April Sall stood in the charred remnants of a Joshua tree forest, bark peeling off melted black limbs. Above her, ridges once thick with 1,000-year-old piñon and juniper pines were scorched bedrock and stumps.
More than 90% of the surrounding Pipes Canyon Preserve was consumed in last month's Sawtooth blaze. It was one of half a dozen fast-moving fires this summer that burned 65,000 acres of the Mojave Desert, fueling debate over whether the desert is burning more frequently and explosively as a result of invasive weeds, smog, development and climate change.

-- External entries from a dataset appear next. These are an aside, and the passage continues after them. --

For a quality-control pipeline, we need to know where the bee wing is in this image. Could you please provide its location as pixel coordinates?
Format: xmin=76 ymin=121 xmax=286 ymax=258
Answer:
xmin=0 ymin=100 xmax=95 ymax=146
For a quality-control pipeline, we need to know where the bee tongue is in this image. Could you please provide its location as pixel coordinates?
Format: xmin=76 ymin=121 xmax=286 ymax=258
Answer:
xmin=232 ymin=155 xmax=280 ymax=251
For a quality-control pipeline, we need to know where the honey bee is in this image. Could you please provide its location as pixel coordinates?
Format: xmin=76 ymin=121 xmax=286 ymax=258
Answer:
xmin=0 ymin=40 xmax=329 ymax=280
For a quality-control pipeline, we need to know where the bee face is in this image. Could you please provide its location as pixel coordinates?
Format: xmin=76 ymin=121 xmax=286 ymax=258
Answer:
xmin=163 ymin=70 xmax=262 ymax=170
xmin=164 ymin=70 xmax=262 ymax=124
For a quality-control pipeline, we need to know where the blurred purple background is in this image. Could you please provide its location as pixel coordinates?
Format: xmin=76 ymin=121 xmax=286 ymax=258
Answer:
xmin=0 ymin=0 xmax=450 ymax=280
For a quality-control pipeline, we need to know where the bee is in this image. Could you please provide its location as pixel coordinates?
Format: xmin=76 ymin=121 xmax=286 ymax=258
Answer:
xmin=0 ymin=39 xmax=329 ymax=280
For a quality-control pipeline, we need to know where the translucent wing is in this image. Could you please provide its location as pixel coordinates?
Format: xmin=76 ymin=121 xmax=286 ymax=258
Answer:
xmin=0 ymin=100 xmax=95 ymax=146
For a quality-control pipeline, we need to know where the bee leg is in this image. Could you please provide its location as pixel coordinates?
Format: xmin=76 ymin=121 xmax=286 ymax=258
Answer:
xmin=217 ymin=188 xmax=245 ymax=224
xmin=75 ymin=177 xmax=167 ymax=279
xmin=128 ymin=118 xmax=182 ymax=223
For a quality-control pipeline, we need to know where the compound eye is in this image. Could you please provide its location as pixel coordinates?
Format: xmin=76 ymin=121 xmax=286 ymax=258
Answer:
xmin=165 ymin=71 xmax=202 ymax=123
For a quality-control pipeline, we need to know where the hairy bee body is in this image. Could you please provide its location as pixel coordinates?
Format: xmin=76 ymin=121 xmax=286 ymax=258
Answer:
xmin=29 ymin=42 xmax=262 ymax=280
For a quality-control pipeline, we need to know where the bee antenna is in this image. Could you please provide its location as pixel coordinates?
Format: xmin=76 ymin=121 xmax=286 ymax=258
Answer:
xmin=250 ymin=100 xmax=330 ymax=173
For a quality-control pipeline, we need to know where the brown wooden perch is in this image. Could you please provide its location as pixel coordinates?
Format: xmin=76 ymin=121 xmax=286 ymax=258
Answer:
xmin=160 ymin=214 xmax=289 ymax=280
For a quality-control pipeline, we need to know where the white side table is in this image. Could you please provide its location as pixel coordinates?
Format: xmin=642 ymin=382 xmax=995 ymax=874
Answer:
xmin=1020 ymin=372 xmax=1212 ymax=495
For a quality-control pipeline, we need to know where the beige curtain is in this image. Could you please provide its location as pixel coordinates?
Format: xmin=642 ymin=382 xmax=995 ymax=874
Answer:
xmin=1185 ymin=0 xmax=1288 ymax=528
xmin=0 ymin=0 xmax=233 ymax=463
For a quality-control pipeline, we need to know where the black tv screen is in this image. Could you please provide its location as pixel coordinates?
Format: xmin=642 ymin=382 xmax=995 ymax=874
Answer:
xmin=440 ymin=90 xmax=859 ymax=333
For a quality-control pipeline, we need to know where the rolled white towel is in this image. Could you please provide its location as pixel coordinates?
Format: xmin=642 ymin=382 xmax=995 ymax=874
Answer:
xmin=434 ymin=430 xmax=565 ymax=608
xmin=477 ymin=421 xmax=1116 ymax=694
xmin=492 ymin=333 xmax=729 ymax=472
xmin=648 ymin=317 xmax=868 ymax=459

"It's heartbreaking to see," said Sall, a biologist who manages the preserve and whose grandmother homesteaded the land a century ago. "We'll never see those piñon or juniper trees again in our lifetimes, nor will our children, nor will their grandchildren. It's a bitter pill…. This land isn't meant to burn."
Many scientists agree, saying the recent blazes offer fresh evidence that deserts across the Southwest are undergoing a profound shift, as ancient native pine, shrubs and cactuses give way to young, highly flammable weeds and grasses.
"Right now we're losing very large pieces of landscape," said Todd Esque, an ecologist with the U.S. Geological Survey in Henderson, Nev., who studies the cause and effect of fires in the desert. "It's happening in Joshua Tree National Park, it's happening in Mojave National Preserve … up in southwestern Utah … and in Arizona. We lost 750,000 acres of desert to fire in Nevada alone last summer."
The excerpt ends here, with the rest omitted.